何しろ、こちらはかがり火からたいまつを取り出し、照らすことくらいしかできないのである。
それで照らせる範囲など、たかが知れたものであり、本来ならば決して気を抜けない任務のはずであった。
が、賊軍は自分たちの陣地を明るくするばかりか、わざわざ城壁まで照らし出しており、これでは、何かを見逃せという方が困難である。
おそらく、こちらと同様に夜襲を警戒している結果であろうが、敵も味方も動向が筒抜けという、なんとも奇妙な状態に陥っているのであった。
「この戦い、いつまで続くんだろうな……」
思わずそうつぶやいてしまったのは、決着が今日明日につくものではないと認識していることの証左である。

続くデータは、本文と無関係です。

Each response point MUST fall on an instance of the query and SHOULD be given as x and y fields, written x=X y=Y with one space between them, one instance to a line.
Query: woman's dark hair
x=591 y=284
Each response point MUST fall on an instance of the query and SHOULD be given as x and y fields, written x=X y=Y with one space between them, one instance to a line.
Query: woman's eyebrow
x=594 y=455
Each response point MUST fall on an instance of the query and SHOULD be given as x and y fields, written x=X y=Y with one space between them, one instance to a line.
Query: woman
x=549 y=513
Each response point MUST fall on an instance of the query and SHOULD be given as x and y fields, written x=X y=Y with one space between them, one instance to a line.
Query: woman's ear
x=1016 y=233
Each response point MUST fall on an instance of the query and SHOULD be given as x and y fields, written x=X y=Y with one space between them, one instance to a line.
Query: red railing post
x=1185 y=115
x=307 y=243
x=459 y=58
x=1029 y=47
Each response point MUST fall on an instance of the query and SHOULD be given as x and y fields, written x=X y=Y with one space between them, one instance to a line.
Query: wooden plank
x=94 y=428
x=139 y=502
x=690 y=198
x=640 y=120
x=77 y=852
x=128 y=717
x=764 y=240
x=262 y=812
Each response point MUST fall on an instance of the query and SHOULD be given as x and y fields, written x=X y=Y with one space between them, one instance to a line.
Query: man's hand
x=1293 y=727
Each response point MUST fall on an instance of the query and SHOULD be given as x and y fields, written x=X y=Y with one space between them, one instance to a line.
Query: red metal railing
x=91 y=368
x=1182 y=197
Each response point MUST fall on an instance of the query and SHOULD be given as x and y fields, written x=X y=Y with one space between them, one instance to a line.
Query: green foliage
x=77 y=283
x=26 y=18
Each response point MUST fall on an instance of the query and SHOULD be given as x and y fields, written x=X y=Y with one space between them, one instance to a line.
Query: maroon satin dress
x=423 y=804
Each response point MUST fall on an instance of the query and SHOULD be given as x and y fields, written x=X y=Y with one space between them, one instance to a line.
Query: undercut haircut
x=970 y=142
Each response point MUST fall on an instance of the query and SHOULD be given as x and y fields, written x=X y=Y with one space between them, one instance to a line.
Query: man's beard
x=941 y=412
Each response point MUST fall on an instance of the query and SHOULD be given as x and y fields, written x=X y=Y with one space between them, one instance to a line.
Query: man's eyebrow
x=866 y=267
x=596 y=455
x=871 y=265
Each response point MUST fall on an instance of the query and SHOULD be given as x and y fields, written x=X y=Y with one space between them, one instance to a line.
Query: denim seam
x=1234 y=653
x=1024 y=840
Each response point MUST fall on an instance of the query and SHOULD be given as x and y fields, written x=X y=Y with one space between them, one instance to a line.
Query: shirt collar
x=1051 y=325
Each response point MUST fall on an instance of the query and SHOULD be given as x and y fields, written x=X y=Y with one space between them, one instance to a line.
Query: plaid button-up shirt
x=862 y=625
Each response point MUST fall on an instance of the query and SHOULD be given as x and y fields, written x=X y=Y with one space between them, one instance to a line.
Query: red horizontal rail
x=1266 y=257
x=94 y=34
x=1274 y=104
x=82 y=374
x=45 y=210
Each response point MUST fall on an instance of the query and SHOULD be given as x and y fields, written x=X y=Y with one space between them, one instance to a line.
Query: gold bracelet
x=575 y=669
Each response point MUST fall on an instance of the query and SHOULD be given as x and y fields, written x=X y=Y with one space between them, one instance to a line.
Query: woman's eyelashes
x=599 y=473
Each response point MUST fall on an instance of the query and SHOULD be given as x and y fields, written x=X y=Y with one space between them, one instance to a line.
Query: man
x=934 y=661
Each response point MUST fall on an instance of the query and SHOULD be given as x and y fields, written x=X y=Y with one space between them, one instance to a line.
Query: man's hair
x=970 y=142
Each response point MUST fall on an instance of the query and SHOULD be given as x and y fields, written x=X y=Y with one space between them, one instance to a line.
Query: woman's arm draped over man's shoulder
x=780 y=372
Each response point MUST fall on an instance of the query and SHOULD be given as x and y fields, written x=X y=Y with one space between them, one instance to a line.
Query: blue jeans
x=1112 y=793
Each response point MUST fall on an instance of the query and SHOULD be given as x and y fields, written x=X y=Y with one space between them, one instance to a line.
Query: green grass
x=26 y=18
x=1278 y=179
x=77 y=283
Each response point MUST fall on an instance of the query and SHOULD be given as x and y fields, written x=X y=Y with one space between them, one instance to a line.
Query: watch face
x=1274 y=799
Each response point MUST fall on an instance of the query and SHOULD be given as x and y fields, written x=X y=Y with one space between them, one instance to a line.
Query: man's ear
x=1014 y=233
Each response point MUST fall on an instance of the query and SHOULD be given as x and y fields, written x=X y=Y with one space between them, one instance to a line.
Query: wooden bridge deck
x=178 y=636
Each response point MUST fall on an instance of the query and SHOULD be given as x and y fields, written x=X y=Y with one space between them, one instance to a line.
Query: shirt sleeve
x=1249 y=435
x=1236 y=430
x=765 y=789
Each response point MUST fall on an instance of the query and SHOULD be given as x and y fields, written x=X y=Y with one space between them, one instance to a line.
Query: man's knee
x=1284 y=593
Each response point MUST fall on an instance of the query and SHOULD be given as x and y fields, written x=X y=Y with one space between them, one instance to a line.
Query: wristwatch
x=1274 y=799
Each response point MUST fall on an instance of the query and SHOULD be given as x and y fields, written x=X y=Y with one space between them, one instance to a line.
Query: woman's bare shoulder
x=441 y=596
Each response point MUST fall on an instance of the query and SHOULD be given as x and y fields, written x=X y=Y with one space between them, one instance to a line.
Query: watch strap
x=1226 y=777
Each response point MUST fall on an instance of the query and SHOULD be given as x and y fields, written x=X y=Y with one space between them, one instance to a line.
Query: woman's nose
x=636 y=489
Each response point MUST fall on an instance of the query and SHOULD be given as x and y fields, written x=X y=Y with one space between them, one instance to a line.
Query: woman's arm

そして、そう認識しているのは同僚もまた、同じであった。
「分からん。
確かに、向こうが行っている兵糧攻めは効果を見せている。
だが、ここは王都であり、しかも、去年とちがい今年は十分以上の収穫に恵まれた。
そう簡単に、こちらが音を上げることはない」
「陛下や殿下が、降伏に傾くということはないだろうか?」
「それこそ、ありえんだろう」
自分の言葉に、同僚が首を振る。
「栄光あるロンバルド王家が屈することは、決してあるまい。
そして、我らはその王家に忠誠を誓った身……。
共に、最後まで戦うのみ」
「ああ、だったな」
これこそは、封建社会の中で戦士階級に属する者の覚悟であった。
それがあるからこそ、彼らは民の上に立てるのであり、また、民たちは上に立つことを許してきたのである。
今宵、その時までは……。
耳をつんざくような音と共に、すさまじい振動が城壁を襲ったのは、その時であった。